LES ROIS MAUDITS/2 : LA REINE ETRANGLEE
Fresque historique en six épisodes, d’après l’œuvre de Maurice Druon. Adaptation : Marcel Jullian. Directeur de la photo : Pierre Mareschal. Décors : Maurice Valay. Costumes : Monique Dunan. Musique : Georges Delerue. Combats réglés par Claude Carliez. Réalisation : Claude Barma (Tournage : à partir de décembre 1971, 1ère diffusion : jeudi 28 décembre 1972, 2e chaîne ORTF).
Avec : Muriel Baptiste (Marguerite de Bourgogne), Catherine Hubeau (Blanche), Georges Ser (Louis X le Hutin), Jean Piat (Robert d’Artois), Georges Staquet (Lormet), Jean Deschamps (Charles de Valois), André Falcon (Enguerrand de Marigny), Bruno Balp (Bersumée), Monique Lejeune (Clémence de Hongrie), André Luguet (Bouville), Jean Luc Moreau (Guccio), Henri Virlojeux (Le cardinal Duèze), Louis Seigner (Tolomeï), José-Maria Flotats (Philippe le long)
29 novembre 1374 : Philippe Le Bel est mort. Louis X, son fils, lui succède. Il veut se remarier, mais doit auparavant obtenir l’annulation de son mariage. Le royaume se déchire entre d’une part Enguerrand de Marigny, le coadjuteur du défunt roi, et Charles de Valois, qui gouverne à travers le frêle Louis X.
Louis envoie Robert d’Artois à Château Gaillard où est emprisonnée Marguerite, pour qu’elle reconnaisse que sa fille Jeanne n’est pas de son mari, et qu’elle s’est toujours refusée à lui, permettant ainsi l’annulation du mariage. Marguerite refuse, si Louis venait à mourir, sa fille Jeanne deviendrait reine et il faudrait compter avec elle comme régente.

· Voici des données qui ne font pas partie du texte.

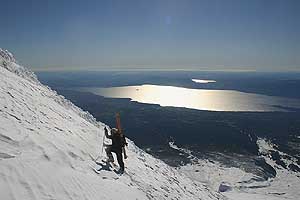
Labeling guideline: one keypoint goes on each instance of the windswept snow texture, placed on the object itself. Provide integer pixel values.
(46, 144)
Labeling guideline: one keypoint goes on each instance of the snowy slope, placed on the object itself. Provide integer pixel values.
(46, 144)
(241, 185)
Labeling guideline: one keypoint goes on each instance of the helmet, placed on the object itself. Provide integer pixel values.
(114, 130)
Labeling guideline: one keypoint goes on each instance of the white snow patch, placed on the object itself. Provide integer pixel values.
(46, 143)
(203, 81)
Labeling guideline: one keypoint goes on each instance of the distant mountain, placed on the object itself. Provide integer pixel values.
(47, 145)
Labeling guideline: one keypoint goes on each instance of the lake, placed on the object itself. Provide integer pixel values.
(200, 99)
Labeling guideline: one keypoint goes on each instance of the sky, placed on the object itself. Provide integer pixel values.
(260, 35)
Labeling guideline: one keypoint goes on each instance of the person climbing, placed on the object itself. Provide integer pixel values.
(118, 144)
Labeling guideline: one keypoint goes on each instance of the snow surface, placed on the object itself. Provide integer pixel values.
(243, 185)
(46, 145)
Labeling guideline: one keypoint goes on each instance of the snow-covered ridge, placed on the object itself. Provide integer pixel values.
(237, 184)
(8, 61)
(46, 145)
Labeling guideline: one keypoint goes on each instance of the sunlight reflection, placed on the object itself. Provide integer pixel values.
(214, 100)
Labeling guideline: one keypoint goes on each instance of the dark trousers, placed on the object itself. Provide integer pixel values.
(109, 149)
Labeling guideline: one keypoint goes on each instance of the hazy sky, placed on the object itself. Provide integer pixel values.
(164, 34)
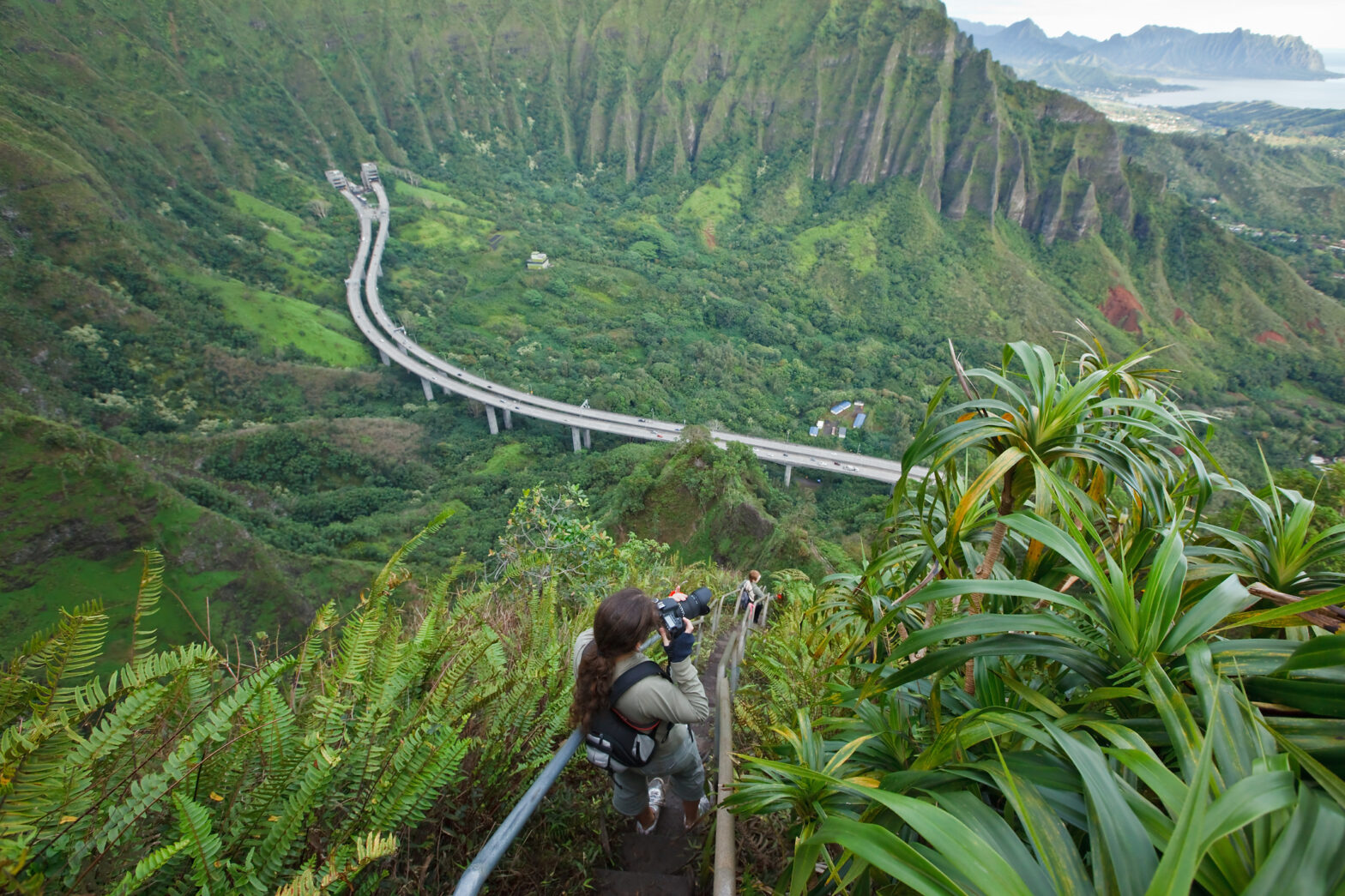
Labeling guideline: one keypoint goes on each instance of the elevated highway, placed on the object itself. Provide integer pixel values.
(395, 346)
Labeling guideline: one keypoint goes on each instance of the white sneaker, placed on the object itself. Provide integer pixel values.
(655, 803)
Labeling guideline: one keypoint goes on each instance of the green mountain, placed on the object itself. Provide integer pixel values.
(757, 210)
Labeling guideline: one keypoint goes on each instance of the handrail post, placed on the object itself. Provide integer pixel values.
(725, 858)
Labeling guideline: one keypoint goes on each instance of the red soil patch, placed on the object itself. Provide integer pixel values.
(1122, 309)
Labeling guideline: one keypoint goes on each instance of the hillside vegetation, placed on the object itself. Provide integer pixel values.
(757, 210)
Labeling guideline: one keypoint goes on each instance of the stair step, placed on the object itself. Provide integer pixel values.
(622, 883)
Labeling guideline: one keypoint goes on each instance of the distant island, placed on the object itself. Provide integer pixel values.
(1131, 63)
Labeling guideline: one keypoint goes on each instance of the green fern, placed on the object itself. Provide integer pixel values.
(203, 844)
(147, 600)
(147, 868)
(342, 868)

Mauvais calcul : Louis ne meurt pas, et lorsque Marguerite à bout de forces, écrit une lettre pour l’annulation du mariage, Marigny – qui la reçoit – la brûle. La mère de Clémence de Hongrie ayant demandé que le mariage de Louis X avec sa fille se fasse avant l’été, et le roi ne parvenant pas à faire élire un pape pour prononcer l’annulation de son mariage, il fait étrangler Marguerite dans sa prison, et « donne » Marigny à Charles de Valois en le faisant pendre.
Dans cet épisode, Muriel Baptiste a le premier rôle, elle est la vedette, mais la mort de son personnage la fait disparaître des épisodes suivants. L’épisode, plus que d’autres, nous donne une impression de théâtre filmé, tout est fait en studio. Nous ne voyons pas la forteresse de Château Gaillard. Beaucoup de gros plans sur Muriel, dont le visage est fatigué et les traits tirés par la maladie et la souffrance. Muriel ayant ici des cheveux, on peut supposer que Claude Barma n’a pas tourné « le roi de fer » et « la reine étranglée » dans l’ordre, puisque dans la scène du procès du premier épisode, Muriel était rasée.
Muriel est ici enlaidie, mais elle n’a jamais été aussi forte, aussi lumineuse, que dans le rôle de cette reine déchue. C’est un épisode tout en émotion et en tristesse, concentré sur l’impasse dans laquelle l’annulation du mariage provoque des drames (Exécution de Marguerite et de Marigny). Beaucoup d’acteurs du « roi de fer » ne reviendront que dans le 3e épisode : « Les poisons de la couronne » (Comme Catherine Rouvel).
Jean Piat se livre au début à un jeu du chat et de la souris avec Muriel, pourtant lorsque je lui écrivis en 1990, il ne se souvenait plus d’elle, il m’a dit ne l’avoir jamais revue après le tournage. Ce rôle va marquer Muriel Baptiste bien plus que « La princesse du rail » mais sans pour autant lui permettre de continuer sa carrière de comédienne.
La musique du regretté Georges Delerue, la voix de Jean Desailly, tout contribue à rendre l’épisode poignant, déchirant, triste.